Antara Silver Notice, UU MLA dan Revolusi Moral

Bagikan artikel ini
Sesi Sastra Geopolitik
Hasil Sidang Umum Interpol di Bali, tanggal 7-10 November 2016 telah menerbitkan Silver Notice tentang penegakkan hukum terkait pengembalian aset dan kejahatan finansial. Dengan kata lain, interpol dan stakeholders terkait niscaya bakal melakukan audit finansial secara global. Kelak hal ini menjadi salah satu sebab munculnya pergeseran geopolitik —eufimisme gempa politik— baik di tingkat global, regional maupun di level nasional/lokal.
Ya. Konstelasi politik di tiap-tiap negara akan mengalami “gempa” akibat pembongkaran/penyelidikan dan penyidikan oleh Interpol baik secara silent maupun terang-terangan. Dan Indonesia juga akan mengalami hal serupa yakni goncangan keras secara politik. Kenapa demikian, karena tak sedikit si pemilik modal di negeri ini rata-rata adalah alumni (baca: para pencoleng) BLBI.

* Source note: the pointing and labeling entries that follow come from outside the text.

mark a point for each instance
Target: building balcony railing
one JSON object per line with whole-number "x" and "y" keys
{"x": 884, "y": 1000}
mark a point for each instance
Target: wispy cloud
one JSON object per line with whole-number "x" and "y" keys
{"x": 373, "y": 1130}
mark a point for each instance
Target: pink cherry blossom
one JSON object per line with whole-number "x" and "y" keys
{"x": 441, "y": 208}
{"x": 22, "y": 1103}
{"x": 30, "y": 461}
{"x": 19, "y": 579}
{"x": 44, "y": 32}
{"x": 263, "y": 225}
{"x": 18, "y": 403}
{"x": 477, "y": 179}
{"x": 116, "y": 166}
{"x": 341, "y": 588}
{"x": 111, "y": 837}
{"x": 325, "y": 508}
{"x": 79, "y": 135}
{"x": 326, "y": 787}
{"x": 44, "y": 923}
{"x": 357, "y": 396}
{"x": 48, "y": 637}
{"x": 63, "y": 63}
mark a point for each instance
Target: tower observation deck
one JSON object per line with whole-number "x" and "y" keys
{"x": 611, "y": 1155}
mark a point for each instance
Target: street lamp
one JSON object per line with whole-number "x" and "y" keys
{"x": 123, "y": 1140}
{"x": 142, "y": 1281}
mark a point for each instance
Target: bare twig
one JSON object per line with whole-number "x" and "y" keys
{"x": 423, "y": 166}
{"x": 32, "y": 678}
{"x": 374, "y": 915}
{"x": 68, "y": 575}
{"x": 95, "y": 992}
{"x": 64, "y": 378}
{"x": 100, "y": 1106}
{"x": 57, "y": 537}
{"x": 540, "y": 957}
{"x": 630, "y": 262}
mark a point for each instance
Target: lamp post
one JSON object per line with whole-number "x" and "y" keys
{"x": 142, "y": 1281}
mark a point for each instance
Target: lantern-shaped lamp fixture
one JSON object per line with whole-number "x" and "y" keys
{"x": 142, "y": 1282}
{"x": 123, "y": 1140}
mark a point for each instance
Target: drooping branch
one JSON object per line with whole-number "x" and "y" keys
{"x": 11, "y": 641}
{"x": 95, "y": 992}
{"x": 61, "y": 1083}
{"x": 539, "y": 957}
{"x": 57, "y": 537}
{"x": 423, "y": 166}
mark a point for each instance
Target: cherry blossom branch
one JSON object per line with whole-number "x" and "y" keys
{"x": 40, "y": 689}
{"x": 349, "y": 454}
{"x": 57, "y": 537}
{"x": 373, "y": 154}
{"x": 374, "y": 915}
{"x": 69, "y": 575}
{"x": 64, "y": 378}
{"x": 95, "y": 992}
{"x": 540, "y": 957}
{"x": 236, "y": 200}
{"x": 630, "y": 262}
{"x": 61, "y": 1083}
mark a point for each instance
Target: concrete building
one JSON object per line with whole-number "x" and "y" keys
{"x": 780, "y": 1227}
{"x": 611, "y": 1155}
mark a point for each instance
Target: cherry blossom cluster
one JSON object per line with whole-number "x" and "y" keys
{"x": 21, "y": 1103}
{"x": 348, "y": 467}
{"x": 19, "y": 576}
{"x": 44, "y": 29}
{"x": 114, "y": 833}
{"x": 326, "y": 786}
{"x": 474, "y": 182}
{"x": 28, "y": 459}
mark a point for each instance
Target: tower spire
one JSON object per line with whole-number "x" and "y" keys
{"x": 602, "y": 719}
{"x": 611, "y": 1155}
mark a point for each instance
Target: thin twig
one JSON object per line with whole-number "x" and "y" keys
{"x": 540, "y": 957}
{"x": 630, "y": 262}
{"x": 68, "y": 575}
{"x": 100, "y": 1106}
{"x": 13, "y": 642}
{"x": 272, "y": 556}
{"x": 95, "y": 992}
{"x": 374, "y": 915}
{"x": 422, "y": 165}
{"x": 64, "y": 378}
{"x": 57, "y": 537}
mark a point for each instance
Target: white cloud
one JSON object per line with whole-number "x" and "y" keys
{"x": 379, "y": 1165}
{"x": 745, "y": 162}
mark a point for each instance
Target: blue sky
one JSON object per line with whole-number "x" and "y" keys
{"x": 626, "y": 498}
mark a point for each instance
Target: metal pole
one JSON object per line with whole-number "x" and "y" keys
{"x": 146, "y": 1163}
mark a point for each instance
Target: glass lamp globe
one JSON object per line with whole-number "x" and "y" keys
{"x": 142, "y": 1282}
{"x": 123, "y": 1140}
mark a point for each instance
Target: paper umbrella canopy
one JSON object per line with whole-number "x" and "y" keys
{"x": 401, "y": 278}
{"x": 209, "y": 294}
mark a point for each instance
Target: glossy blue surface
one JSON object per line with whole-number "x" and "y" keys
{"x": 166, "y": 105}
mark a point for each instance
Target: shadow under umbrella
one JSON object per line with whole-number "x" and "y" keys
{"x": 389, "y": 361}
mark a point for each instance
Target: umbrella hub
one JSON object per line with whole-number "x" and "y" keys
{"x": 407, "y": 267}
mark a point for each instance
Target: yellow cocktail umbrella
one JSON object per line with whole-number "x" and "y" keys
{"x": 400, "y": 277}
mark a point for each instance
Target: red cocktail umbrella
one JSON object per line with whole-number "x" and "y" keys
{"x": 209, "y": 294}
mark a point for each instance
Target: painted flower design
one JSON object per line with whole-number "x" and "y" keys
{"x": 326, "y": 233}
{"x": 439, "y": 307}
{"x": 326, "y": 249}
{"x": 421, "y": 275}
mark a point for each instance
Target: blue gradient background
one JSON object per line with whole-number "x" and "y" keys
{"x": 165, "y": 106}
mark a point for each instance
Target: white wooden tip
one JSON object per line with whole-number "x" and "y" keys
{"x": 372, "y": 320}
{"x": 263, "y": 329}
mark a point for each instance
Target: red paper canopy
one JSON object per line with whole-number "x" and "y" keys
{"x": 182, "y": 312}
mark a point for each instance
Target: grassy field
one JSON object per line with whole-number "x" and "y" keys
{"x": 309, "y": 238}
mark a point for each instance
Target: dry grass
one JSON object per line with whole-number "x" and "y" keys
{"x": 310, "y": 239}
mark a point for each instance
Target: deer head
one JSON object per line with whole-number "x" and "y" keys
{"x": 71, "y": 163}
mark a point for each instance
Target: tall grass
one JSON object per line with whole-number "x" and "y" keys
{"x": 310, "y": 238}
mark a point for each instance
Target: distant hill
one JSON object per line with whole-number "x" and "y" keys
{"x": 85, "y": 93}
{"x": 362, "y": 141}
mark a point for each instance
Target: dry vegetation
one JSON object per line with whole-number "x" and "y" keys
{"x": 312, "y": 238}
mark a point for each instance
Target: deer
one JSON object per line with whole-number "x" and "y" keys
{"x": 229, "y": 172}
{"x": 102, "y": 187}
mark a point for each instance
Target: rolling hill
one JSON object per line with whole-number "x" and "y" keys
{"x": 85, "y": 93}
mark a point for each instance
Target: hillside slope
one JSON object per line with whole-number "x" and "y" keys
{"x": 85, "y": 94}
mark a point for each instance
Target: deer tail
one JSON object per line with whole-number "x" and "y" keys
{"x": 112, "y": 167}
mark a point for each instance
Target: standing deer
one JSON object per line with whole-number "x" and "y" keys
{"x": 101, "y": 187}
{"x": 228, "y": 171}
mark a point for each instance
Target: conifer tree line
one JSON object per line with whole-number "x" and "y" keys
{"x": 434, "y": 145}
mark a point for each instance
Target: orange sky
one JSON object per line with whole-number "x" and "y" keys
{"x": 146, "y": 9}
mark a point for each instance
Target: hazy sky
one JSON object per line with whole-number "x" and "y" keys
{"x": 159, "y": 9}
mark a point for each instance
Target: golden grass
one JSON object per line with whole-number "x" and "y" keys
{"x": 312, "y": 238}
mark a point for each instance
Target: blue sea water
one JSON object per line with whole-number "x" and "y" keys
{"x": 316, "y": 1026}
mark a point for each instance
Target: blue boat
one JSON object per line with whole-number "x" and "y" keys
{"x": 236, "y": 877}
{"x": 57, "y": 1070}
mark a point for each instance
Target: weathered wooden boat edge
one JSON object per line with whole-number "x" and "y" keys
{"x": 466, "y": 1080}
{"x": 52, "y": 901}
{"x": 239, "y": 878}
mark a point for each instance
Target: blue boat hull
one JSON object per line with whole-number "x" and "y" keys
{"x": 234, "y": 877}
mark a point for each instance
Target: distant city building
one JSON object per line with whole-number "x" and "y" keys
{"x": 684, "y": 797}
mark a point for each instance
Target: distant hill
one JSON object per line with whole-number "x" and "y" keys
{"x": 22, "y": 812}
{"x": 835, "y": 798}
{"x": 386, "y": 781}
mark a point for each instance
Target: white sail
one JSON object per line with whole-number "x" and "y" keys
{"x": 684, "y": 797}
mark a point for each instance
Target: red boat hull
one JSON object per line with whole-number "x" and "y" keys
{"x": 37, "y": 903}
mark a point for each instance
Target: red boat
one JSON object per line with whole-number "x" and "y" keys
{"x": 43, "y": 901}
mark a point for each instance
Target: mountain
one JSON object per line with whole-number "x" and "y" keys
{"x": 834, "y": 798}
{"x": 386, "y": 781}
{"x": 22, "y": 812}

Tak boleh disangkal, skandal BLBI, selain merupakan akumulasi kapital dengan modus manipulasi sistem keuangan, juga secara tamsil mereka telah mencuri masa depan bangsa ini.
Lantas, bagaimana Indonesia menyikapi Silver Notice hasil sidang di Bali?
Indonesia menyambut positif atas terbitnya Silver Notice dengan membuat Undang-Undang (UU) Mutual Legal Assistance (MLA) Indonesia-Swiss atau UU MLA tentang Bantuan Hukum Timbal Balik antara Indonesia-Swiss.
Dalam MLA tersebut, sekurang-kurangnya ada 11 poin penting perjanjian Indonesia-Swiss. Nah, bila poin-poin tersebut terpenuhi dan dipenuhi oleh Indonesia, maka akan membantu menyelamatkan aset bangsa yang konon berjumlah sekitar Rp 11 ribu triliun dengan rincian Rp 7 ribu triliun tersimpan di Swiss dan Rp 4 triliun di Singapura.
Adapun poin-poin perjanjian dimaksud antara lain sebagai berikut:
(1) membantu menghadirkan saksi;
(2) meminta dokumen rekaman dan bukti;
(3) penanganan benda dan aset untuk tujuan penyitaan atau pengembalian aset;
(4) menyediakan informasi berkaitan dengan suatu tindak pidana;
(5) mencari keberadaan seseorang dan asetnya;
(6) mencari lokasi dan data diri seseorang serta asetnya, termasuk memeriksa situs internet yang berkaitan dengan orang tersebut;
(7) melacak, membekukan, menyita hasil dan alat yang digunakan dalam melakukan tindak pidana;
(8) meminta dokumen yang berkaitan dengan suatu tindak pidana;
(9) melakukan penahanan terhadap seseorang untuk diinterogasi dan konfrontasi (dengan saksi/alat bukti lain);
(10) memanggil saksi dan ahli untuk memberikan pernyataan; dan
(11) menyediakan bantuan lain sesuai perjanjian yang tidak berlawanan dengan hukum di negara yang diminta bantuan, dan lain-lain.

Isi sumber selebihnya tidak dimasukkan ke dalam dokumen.